Stupidly ruined a manifold - fixable?

Stupidly ruined a manifold - fixable?

Author
Discussion

eltax91

Original Poster:

10,049 posts

213 months

Sunday 3rd November
quotequote all
Hello all

I am restoring a Range Rover classic with the 4.2 v8. I blasted and painted the manifolds and then decided it might be a good idea to remove the studs and replace them. 2 came out no problem but a 3rd snapped flush.

I flipped it over and drilled out from the back. The stud is an m8. Without realising I wandered off centre, thought ‘no problem it’s very hard metal, I’ll drill and tap a new m8 thread, it’s forgiving enough to be a mm or two off’

Then for some stupid unknown reason I went up 0.5mm drills at a time and due to tiredness/ stupidity I drilled it out to 8mm rather than the correct tapping drill *for* 8mm. hehe

So, is this now scrap or is there a way out? I have a plethora of tools, can weld etc. have never done a helicoil which could be an option?

Fill it with weld and then drill and tap a fresh hole?

Scrap it and cost myself a chunk out of my budget?

If you don’t have an answer, feel free to flame me for being so daft. biggrin



Edited by eltax91 on Sunday 3rd November 23:18

Smokey Bear

57 posts

31 months

Sunday 3rd November
quotequote all
Maybe I’m missing something but is there any reason you can’t use a nut and a boot there?

eltax91

Original Poster:

10,049 posts

213 months

Sunday 3rd November
quotequote all
Smokey Bear said:
Maybe I’m missing something but is there any reason you can’t use a nut and a boot there?
Nope. You aren’t missing anything. A friend just WhatsApp’d me the very same thing. I was totally over thinking it.

Nut and bolt it is! hehe

Edited by eltax91 on Sunday 3rd November 23:47

hidetheelephants

27,821 posts

200 months

Monday 4th November
quotequote all
A helicoil would work assuming your hole is in the right place; the drill size for M8 is larger than 8mm.

E-bmw

9,971 posts

159 months

Monday 4th November
quotequote all
eltax91 said:
Smokey Bear said:
Maybe I’m missing something but is there any reason you can’t use a nut and a boot there?
Nope. You aren’t missing anything. A friend just WhatsApp’d me the very same thing.
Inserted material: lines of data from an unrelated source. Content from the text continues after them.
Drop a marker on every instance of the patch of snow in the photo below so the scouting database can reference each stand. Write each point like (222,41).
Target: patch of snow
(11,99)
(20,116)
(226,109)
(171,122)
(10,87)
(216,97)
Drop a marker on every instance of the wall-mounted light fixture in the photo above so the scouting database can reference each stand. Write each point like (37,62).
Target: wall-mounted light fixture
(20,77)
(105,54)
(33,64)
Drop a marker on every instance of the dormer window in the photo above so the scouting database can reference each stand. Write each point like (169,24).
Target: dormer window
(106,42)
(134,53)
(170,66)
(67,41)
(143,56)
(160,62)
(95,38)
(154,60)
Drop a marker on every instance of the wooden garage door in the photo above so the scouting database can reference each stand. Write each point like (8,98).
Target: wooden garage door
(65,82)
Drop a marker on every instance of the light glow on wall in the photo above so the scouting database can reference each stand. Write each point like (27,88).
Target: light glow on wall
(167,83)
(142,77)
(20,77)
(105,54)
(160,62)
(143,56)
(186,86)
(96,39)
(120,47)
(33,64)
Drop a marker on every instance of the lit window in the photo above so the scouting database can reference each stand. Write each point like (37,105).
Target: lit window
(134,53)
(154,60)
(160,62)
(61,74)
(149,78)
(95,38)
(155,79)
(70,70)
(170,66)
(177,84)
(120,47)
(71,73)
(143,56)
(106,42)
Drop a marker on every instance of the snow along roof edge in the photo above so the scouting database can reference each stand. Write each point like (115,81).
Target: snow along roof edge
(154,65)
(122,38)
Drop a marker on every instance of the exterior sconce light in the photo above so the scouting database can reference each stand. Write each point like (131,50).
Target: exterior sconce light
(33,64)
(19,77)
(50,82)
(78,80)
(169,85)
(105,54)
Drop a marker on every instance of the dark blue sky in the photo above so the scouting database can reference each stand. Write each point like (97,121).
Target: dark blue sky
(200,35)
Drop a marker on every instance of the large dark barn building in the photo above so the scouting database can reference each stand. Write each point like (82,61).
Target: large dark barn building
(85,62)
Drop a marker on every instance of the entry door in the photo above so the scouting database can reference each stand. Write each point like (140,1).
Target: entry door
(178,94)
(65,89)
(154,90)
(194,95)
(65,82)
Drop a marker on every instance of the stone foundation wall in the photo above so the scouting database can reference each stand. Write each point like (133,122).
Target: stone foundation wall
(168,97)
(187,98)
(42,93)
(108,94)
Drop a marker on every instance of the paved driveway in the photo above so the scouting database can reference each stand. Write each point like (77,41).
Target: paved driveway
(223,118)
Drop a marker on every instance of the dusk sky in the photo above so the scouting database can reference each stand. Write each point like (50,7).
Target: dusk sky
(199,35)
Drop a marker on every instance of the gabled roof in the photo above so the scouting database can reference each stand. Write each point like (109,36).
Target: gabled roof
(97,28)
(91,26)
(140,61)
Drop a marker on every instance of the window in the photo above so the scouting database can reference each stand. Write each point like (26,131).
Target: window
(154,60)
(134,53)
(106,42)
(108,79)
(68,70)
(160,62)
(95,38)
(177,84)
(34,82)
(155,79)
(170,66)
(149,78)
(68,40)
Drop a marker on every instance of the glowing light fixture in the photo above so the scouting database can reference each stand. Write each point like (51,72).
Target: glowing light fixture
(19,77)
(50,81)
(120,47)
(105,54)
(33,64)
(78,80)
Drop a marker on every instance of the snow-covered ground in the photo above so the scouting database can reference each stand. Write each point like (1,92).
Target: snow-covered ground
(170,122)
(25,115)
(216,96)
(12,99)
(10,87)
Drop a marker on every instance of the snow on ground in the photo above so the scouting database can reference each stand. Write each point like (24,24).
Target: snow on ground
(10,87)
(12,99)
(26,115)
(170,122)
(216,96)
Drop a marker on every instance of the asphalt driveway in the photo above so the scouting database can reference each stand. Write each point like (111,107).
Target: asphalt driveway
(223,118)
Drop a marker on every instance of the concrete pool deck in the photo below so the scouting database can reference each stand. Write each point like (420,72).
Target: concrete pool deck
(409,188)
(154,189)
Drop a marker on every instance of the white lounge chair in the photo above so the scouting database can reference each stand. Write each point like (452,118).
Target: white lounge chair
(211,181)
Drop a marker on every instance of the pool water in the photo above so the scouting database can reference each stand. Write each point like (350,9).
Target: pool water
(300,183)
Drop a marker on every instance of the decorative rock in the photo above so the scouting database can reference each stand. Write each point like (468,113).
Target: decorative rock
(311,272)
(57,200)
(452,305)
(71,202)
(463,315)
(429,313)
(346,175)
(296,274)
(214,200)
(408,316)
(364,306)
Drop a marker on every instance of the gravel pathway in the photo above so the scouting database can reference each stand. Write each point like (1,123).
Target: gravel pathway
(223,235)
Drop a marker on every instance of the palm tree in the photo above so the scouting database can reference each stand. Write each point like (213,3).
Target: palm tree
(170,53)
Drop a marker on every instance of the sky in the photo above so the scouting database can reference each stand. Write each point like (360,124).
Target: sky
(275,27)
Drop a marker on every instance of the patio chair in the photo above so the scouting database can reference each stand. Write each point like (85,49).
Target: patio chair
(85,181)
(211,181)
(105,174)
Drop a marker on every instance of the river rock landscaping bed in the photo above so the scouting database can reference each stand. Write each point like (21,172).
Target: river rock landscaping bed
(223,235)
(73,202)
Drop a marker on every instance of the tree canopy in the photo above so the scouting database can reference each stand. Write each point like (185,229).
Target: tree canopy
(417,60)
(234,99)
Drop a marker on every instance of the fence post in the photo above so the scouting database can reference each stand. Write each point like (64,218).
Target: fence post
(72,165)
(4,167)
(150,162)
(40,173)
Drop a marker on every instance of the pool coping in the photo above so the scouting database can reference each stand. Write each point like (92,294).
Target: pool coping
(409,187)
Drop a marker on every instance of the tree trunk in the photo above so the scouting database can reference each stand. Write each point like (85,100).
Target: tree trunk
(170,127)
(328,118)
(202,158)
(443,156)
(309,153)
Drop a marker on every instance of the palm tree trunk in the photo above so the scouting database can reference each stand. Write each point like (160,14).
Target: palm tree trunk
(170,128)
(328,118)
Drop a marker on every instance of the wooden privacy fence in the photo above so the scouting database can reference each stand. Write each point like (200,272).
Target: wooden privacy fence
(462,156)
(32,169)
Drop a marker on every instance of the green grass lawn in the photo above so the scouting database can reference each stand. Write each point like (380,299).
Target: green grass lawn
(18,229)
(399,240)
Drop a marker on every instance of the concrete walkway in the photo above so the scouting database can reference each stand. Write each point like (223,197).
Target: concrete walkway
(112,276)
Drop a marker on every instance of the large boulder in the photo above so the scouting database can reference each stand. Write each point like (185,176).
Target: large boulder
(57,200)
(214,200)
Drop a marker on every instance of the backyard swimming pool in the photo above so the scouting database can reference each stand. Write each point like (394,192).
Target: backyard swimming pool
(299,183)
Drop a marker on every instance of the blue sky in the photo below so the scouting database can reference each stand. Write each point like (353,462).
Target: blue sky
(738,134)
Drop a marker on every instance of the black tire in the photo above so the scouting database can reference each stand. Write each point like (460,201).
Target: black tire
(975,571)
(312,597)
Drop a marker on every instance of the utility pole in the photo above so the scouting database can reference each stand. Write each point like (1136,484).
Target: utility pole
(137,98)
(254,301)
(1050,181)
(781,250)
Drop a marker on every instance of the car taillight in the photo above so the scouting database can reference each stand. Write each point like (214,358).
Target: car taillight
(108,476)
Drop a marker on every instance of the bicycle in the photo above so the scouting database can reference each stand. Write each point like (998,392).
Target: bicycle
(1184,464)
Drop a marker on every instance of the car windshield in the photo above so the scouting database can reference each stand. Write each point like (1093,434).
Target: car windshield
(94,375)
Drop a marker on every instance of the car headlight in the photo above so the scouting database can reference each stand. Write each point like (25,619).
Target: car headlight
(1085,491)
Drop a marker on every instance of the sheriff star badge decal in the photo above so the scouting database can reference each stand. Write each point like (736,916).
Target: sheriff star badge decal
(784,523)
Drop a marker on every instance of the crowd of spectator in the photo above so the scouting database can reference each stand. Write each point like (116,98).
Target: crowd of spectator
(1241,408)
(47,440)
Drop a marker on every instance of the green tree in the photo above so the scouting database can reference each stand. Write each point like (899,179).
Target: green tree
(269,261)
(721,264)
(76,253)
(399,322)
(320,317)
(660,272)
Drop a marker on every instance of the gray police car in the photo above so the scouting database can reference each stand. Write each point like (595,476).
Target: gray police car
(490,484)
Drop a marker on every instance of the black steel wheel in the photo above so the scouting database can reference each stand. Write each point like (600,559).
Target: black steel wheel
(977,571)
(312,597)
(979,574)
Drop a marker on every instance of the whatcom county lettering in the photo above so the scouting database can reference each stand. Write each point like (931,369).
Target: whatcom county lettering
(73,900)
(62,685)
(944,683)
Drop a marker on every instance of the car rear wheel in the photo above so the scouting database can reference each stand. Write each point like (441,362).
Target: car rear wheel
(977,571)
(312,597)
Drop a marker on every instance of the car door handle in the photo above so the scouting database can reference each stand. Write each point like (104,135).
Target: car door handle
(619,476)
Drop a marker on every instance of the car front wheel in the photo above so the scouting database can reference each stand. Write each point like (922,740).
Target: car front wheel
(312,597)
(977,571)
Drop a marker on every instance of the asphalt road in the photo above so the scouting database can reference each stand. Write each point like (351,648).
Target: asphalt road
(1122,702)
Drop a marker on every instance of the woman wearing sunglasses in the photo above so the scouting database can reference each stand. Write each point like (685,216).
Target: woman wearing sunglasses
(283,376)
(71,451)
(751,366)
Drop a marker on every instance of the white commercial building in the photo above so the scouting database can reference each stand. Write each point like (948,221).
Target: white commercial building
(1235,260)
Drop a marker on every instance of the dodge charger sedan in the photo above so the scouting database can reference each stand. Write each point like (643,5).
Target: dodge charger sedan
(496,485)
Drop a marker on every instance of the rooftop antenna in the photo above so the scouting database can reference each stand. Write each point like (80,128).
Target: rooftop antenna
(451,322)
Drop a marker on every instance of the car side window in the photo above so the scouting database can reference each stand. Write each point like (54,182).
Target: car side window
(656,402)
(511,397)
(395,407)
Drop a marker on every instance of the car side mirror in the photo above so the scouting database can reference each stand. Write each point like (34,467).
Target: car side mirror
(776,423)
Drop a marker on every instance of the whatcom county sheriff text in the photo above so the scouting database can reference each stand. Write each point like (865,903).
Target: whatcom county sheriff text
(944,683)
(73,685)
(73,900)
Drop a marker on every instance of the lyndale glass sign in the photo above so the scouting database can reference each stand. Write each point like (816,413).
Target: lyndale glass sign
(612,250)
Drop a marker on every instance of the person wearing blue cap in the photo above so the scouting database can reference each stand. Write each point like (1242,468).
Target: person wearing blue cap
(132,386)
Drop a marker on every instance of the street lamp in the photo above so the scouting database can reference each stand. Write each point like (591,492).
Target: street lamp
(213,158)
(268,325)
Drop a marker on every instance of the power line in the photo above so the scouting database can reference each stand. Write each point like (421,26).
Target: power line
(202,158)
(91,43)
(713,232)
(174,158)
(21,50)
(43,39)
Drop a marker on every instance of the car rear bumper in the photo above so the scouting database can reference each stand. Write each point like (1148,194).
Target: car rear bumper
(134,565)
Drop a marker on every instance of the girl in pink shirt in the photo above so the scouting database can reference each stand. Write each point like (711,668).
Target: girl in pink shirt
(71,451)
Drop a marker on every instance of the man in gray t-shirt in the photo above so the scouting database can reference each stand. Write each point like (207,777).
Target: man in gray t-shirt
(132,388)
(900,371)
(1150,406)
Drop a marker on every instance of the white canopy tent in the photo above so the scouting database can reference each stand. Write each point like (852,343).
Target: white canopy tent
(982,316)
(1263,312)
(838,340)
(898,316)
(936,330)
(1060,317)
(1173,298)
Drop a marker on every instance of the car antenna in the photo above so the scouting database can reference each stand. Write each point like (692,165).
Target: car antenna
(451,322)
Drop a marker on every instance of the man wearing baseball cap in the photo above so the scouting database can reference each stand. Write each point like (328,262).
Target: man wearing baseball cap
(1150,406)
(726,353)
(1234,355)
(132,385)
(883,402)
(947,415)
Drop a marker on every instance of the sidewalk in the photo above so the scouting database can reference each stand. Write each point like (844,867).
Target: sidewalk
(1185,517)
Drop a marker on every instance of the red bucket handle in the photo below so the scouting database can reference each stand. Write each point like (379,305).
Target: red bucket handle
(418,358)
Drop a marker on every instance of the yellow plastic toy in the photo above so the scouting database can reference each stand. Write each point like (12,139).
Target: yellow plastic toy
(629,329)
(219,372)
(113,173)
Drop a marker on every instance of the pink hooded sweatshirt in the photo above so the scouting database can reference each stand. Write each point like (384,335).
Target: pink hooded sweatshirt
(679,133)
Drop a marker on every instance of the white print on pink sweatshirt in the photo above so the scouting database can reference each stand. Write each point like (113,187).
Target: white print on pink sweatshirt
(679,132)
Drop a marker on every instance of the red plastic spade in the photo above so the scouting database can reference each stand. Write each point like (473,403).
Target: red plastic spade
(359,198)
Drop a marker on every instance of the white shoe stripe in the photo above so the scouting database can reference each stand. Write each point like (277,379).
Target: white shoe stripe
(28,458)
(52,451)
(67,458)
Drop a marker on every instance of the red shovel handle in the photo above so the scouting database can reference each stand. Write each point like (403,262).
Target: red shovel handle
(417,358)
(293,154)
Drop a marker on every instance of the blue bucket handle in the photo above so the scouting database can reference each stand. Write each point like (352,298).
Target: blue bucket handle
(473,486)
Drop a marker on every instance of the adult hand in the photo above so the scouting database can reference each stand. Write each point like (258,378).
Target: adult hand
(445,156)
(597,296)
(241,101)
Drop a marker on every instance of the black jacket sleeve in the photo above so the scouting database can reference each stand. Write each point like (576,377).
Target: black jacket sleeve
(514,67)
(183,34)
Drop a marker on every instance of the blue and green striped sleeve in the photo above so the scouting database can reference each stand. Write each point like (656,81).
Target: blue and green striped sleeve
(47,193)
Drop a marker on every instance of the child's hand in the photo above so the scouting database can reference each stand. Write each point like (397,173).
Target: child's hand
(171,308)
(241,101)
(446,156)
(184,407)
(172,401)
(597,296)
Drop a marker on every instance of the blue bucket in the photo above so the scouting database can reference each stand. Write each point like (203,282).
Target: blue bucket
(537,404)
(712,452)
I was totally over thinking it.

Nut and bolt it is! hehe

Edited by eltax91 on Sunday 3rd November 23:47
Sometimes you just get too close to see the obvious easy answer.

hidetheelephants

27,821 posts

200 months

Monday 4th November
quotequote all
Is there clearance for a nut and bolt? Some cast manifolds are very tight and won't take a nut and bolt without a lot of grinding and you still need to get a spanner onto it.

eltax91

Original Poster:

10,049 posts

213 months

Monday 4th November
quotequote all
hidetheelephants said:
Is there clearance for a nut and bolt? Some cast manifolds are very tight and won't take a nut and bolt without a lot of grinding and you still need to get a spanner onto it.
Will be checking later, but yes I think there is clearance for a socket/ extension bar

Peanut Gallery

2,521 posts

117 months

Monday 4th November
quotequote all
If no room for a nut and bolt, how about a "keensert"? - Drill out to 11.5mm..
https://uk.rs-online.com/web/p/thread-repair-inser...

normalbloke

7,711 posts

226 months

Monday 4th November
quotequote all
Smokey Bear said:
Maybe I’m missing something but is there any reason you can’t use a nut and a boot there?
Is that a Canadian accent I hear there…

eltax91

Original Poster:

10,049 posts

213 months

Monday 4th November
quotequote all
Thanks all

Nut fitted, clearance checked - can get a socket on and a spanner on. So should be ok

donkmeister

9,236 posts

107 months

Tuesday 5th November
quotequote all
Tired and/or frustrated, grabbing a drill and finding one's hand-held x and y axes aren't quite up to spec. Yup, been there.

I find in such scenarios it's handy to live nextdoor to a former machinist who puts up with one's nonsense.